A helping hand
We often wish for a helping hand in our careers; that generous supervisor, coordinator or colleague who will set goals for our development, introduce us to the right people, invite us to embark on different waters and acknowledge our strengths and talents. We hope that this one mentor will spot our gifts, give us an extra push and award us with their recognition; recognition that will help us blossom professionally.
Many professionals go on for years and years waiting for that help to arise in the hope of getting a promotion or a better job. Nonetheless, some of these professionals, when faced with no spontaneous helping hand along their way, tend to end up resenting the fact that others might have been ‘helped’ more than they believe to have been themselves.
However, a couple of days ago I attended a workshop by Paul Seligson in which he discussed a number of very interesting ideas and topics.
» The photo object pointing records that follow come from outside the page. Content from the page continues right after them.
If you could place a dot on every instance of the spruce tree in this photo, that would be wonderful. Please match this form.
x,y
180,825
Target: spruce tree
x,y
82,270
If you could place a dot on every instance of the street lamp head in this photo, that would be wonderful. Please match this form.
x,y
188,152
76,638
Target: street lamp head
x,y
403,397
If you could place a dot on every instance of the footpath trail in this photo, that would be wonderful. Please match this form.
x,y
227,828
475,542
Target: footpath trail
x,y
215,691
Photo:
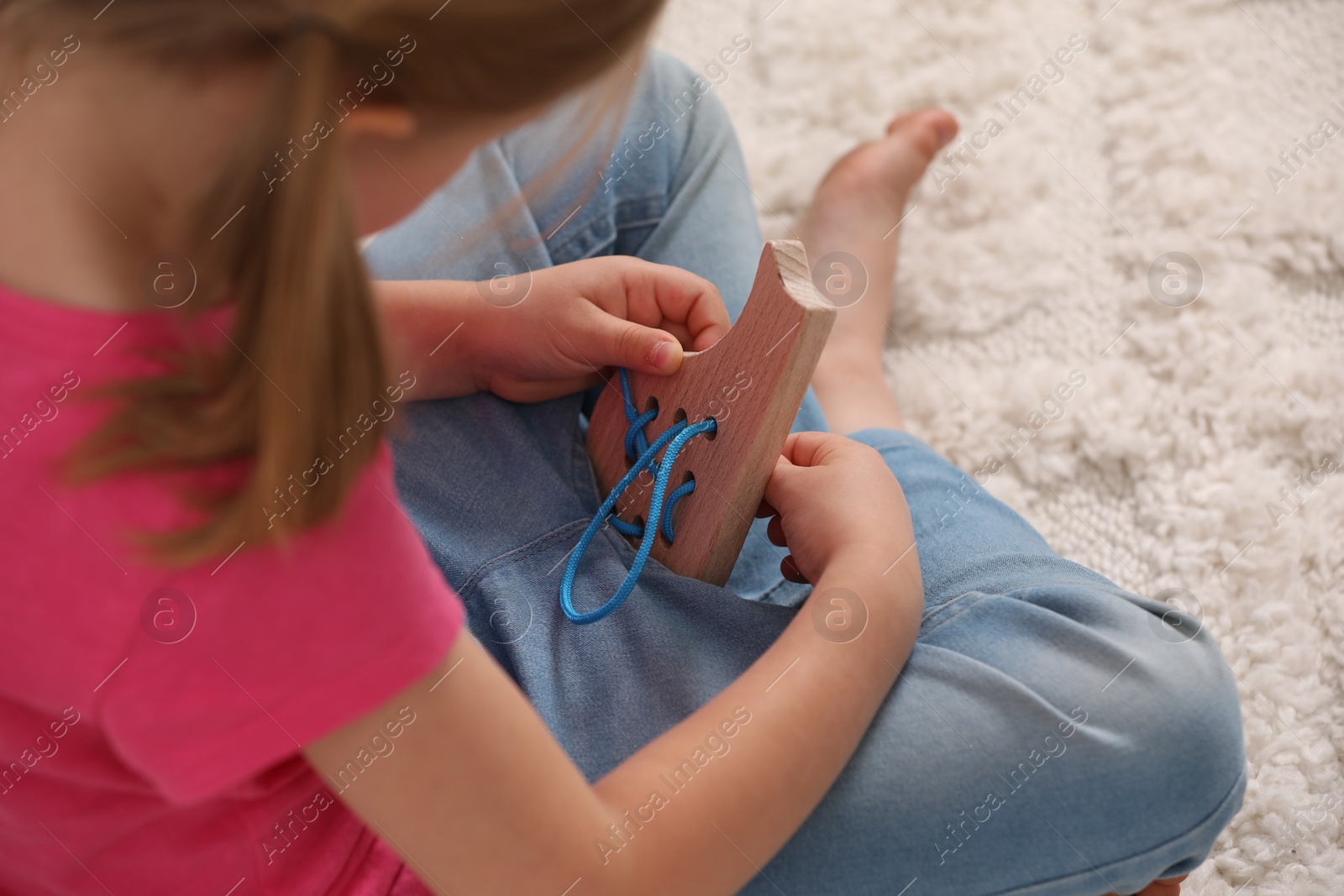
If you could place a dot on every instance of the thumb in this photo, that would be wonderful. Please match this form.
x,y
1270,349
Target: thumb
x,y
635,347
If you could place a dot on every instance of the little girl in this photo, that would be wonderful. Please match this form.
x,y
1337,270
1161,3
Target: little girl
x,y
232,667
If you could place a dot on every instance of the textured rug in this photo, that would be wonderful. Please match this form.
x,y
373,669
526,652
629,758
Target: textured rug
x,y
1203,461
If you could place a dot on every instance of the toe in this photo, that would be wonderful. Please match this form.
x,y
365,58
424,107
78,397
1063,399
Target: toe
x,y
927,129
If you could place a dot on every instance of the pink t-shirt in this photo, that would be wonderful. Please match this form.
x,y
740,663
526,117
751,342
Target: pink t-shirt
x,y
150,719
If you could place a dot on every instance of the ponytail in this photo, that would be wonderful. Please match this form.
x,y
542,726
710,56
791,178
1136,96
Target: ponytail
x,y
284,405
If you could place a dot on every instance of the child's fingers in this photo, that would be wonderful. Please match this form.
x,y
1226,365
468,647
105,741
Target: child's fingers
x,y
598,338
811,449
675,296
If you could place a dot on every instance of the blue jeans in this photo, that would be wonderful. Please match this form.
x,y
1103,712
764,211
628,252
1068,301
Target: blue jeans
x,y
1052,732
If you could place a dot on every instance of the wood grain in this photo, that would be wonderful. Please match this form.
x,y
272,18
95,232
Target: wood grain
x,y
752,383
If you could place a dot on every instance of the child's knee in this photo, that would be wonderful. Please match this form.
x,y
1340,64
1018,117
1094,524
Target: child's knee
x,y
1179,711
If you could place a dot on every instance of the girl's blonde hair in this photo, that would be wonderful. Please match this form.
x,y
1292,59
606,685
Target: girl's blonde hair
x,y
306,359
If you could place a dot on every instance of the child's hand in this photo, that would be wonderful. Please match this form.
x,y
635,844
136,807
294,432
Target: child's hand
x,y
588,316
833,500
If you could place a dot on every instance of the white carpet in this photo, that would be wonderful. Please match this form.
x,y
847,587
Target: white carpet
x,y
1032,262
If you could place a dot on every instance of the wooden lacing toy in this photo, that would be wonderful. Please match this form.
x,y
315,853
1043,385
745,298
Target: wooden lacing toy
x,y
716,427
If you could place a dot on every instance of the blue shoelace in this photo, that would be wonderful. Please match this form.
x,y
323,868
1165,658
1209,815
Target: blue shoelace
x,y
644,454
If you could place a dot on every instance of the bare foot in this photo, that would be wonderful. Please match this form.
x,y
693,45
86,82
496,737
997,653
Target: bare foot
x,y
855,211
1169,887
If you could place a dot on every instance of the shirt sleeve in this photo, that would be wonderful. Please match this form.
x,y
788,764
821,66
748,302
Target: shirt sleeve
x,y
289,644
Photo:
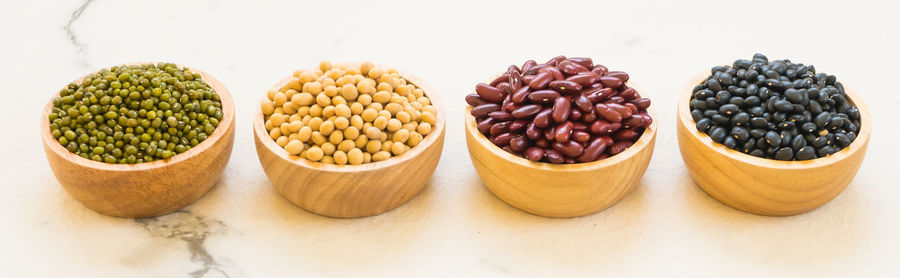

One of the statements that got me thinking the most, however, was a Swedish proverb that he mentioned at the end of the presentation: “The best place to find a helping hand is at the end of your own arm”. I personally love proverbs and don’t think they would survive throughout the years if there weren’t a lot of truth within them. What this particular proverb triggered in me was the fact that there seems to be a rare awareness of what really goes on in our professional life. Rarely do professionals provide evidence that they understand that most of their career is actually managed and maximized by nobody else but themselves. We have the ability – and the responsibility – to help our own selves to find new opportunities, create challenges, overcome obstacles and ultimately grow as teachers and educators. We are not victims waiting for a hand. We are entrepreneurs, initiators, doers.
We should not expect others to help us develop professionally or outsource the responsibility to grow. We have to find the help that will propel us at the very end of our own arm. This way, the achievements we get will have a different taste and so will the failures we bring onto ourselves. They will be mostly ours. And if I were to add something to this Swedish proverb based on what I have seen in life, I would add that the more we embrace the responsibility of helping ourselves, the more likely we are to help others. And the more we use our own hands to help others, the more likely the world is to help us back. So at the end of our arms rests more than a helping hand. At the end of our own arms we might find the key to our generosity, drive and success.